I am trying to estimate robust standard errors in a panel data regression. I understand panel data regressions conceptually, but R offers a lot of options I am not sure about. My data is of the following format:
id time name y x1 x2
1 10 A 1.28233854 -0.42411039 1.89640596
1 11 A -0.59541995 -0.43214374 0.07386285
1 12 A 0.88951720 -1.55417836 0.28276157
2 10 B 1.11211744 -0.89200195 0.88989664
2 11 B -0.37737953 0.09055494 1.20764357
3 10 C 0.03258314 -0.13834344 -0.97812765
3 11 C -0.97645525 -0.14313482 -1.03528695
3 12 C -0.02031554 0.02061293 -0.71353867
Here is the R code to create the data:
x <- data.frame(id = rep(c(1, 2, 3), c(3,2,3)), time = c(10,11,12,10,11,10,11,12),name= rep(c("A", "B", "C"), c(3,2,3)), y = rnorm(8), x1 = rnorm(8), x2 = rnorm(8))

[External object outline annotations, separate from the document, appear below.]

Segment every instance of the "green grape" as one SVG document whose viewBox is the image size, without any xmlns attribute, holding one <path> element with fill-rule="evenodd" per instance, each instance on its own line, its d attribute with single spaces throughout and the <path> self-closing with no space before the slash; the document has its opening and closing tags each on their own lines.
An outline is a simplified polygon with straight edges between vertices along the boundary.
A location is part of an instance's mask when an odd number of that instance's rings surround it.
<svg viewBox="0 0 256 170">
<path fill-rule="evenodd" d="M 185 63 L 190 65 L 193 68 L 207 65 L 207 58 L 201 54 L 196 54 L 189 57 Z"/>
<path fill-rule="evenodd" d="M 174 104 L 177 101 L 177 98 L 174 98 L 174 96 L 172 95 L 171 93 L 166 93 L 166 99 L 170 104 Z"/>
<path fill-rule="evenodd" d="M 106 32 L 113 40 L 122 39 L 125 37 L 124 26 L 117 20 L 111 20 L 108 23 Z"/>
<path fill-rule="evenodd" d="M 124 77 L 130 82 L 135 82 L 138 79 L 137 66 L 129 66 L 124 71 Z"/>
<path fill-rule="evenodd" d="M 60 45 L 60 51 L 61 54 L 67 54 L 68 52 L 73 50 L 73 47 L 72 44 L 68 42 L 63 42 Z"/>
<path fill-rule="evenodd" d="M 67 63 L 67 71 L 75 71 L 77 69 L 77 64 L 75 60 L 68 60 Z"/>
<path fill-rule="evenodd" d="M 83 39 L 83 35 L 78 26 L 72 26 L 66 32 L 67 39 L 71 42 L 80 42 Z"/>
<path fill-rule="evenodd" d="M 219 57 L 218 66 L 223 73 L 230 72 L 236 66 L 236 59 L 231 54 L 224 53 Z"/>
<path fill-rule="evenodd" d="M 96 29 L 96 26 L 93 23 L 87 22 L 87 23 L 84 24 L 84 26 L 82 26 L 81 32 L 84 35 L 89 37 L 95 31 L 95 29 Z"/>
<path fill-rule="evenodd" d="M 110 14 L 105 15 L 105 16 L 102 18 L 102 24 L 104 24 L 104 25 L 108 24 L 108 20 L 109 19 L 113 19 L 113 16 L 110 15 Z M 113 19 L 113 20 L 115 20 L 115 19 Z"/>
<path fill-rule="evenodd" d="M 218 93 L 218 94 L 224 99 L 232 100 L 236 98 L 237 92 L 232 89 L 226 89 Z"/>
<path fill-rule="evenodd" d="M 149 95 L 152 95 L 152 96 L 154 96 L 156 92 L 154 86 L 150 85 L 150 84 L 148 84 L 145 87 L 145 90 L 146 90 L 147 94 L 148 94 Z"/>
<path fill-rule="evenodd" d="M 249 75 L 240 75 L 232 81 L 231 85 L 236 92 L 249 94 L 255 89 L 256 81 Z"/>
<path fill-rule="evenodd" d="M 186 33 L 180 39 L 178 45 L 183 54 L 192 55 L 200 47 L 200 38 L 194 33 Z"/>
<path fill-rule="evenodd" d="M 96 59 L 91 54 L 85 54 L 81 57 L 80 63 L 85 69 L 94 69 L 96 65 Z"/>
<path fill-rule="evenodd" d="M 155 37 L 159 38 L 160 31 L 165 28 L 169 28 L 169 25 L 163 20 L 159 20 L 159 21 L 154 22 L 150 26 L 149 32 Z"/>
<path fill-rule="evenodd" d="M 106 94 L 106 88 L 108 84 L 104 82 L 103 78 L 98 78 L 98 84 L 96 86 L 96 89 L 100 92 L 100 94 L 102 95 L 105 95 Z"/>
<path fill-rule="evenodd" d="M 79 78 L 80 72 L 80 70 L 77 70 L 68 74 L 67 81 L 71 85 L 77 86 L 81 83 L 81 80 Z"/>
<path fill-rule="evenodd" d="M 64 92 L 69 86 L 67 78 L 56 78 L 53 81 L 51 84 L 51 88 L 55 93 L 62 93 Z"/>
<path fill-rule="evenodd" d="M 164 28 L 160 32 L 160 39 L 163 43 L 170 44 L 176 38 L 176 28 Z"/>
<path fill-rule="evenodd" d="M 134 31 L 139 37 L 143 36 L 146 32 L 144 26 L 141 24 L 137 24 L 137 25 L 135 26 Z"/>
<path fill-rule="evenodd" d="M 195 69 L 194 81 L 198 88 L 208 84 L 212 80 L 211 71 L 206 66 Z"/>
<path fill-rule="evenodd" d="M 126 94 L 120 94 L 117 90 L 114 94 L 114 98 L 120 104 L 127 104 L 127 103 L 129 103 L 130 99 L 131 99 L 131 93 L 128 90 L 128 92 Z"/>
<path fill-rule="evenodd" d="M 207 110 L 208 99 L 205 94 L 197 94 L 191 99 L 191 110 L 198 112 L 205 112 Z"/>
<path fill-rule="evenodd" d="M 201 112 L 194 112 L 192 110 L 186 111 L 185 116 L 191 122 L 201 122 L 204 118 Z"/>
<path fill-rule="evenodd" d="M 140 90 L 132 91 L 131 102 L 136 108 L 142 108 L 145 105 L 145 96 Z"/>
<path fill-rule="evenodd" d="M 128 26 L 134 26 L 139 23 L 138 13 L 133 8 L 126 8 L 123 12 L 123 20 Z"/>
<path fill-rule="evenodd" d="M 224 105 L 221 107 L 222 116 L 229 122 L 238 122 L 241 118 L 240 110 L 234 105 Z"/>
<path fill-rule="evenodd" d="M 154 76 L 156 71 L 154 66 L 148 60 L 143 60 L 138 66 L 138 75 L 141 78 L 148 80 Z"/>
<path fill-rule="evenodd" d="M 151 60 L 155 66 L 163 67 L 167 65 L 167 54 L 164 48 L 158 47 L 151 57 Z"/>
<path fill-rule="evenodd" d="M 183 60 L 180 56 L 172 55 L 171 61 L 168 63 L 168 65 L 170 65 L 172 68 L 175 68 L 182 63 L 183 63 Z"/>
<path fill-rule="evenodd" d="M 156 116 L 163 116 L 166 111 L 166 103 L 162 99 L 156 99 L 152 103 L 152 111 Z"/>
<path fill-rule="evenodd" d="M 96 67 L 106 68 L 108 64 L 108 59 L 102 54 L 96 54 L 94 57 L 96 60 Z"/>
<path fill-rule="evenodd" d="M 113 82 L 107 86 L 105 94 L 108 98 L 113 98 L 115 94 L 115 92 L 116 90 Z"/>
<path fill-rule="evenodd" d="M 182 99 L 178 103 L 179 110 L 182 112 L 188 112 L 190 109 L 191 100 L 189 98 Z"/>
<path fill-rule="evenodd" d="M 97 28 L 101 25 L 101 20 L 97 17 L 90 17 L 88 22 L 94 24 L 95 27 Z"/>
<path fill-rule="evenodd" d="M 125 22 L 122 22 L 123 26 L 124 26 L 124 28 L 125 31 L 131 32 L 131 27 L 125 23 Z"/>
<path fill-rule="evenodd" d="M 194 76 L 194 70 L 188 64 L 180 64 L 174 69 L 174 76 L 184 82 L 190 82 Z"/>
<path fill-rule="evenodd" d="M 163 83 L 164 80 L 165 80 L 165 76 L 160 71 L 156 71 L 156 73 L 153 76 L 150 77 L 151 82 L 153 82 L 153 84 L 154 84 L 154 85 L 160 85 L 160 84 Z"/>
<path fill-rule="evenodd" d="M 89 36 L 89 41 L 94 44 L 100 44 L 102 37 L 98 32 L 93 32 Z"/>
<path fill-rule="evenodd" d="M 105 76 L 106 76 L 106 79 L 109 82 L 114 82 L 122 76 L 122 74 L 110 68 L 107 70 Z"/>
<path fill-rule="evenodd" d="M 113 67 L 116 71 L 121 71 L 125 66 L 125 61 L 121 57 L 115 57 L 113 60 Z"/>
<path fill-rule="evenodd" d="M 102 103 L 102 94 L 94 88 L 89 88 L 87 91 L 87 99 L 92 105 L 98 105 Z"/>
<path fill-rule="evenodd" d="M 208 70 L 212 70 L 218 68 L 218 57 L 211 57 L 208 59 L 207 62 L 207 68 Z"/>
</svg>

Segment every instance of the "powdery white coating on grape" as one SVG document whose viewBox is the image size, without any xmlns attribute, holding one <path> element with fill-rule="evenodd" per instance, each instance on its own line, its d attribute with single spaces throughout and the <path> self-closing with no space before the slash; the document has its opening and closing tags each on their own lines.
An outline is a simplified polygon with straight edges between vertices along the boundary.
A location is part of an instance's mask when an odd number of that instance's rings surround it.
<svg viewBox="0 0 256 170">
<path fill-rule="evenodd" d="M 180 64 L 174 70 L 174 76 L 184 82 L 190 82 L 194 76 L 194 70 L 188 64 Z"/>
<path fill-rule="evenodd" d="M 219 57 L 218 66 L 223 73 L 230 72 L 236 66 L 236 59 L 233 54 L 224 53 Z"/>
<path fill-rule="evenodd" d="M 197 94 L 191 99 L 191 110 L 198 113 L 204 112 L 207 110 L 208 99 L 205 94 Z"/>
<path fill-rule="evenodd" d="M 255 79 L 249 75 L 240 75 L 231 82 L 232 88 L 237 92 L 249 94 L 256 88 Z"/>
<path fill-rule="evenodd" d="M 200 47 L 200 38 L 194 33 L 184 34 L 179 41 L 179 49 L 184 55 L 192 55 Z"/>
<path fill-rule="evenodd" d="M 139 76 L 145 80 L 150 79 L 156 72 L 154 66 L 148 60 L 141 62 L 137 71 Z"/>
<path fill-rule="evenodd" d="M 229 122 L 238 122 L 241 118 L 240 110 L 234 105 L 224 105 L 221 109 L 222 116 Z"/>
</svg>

In order to perform the regression and the robust standard errors, I use:
library(plm)
library(sandwich)
library(lmtest)
attach(x)
# Pooling:
r1 <- plm(y ~ x1 + x2, model="pooling", x, index = c("id","time"))
r1
coeftest(r1,vcov=vcovHC(r1,type="HC0",cluster="group"))
# Fixed effects:
r2 <- plm(y ~ x1 + x2, model="within", x, index = c("id","time"))
r2
coeftest(r2,vcov=vcovHC(r2,type="HC0",cluster="group"))
detach(x)
My questions are the following:
1) Is it correct to cluster by group in the pooling model and in the fixed effects model? I could also cluster by time. My issue is that in the fixed effects model we only account for the within-variation over time, so as I understand, it wouldn't make any sense to cluster the standard errors by group under this approach.
2) There are 3 options to choose an effect, "individual", "time" or "twoways". But I could not find any good explanation which effect to use under which model. Maybe someone could tell me which effect to use in the above simple model, in either the within- or the pooling model.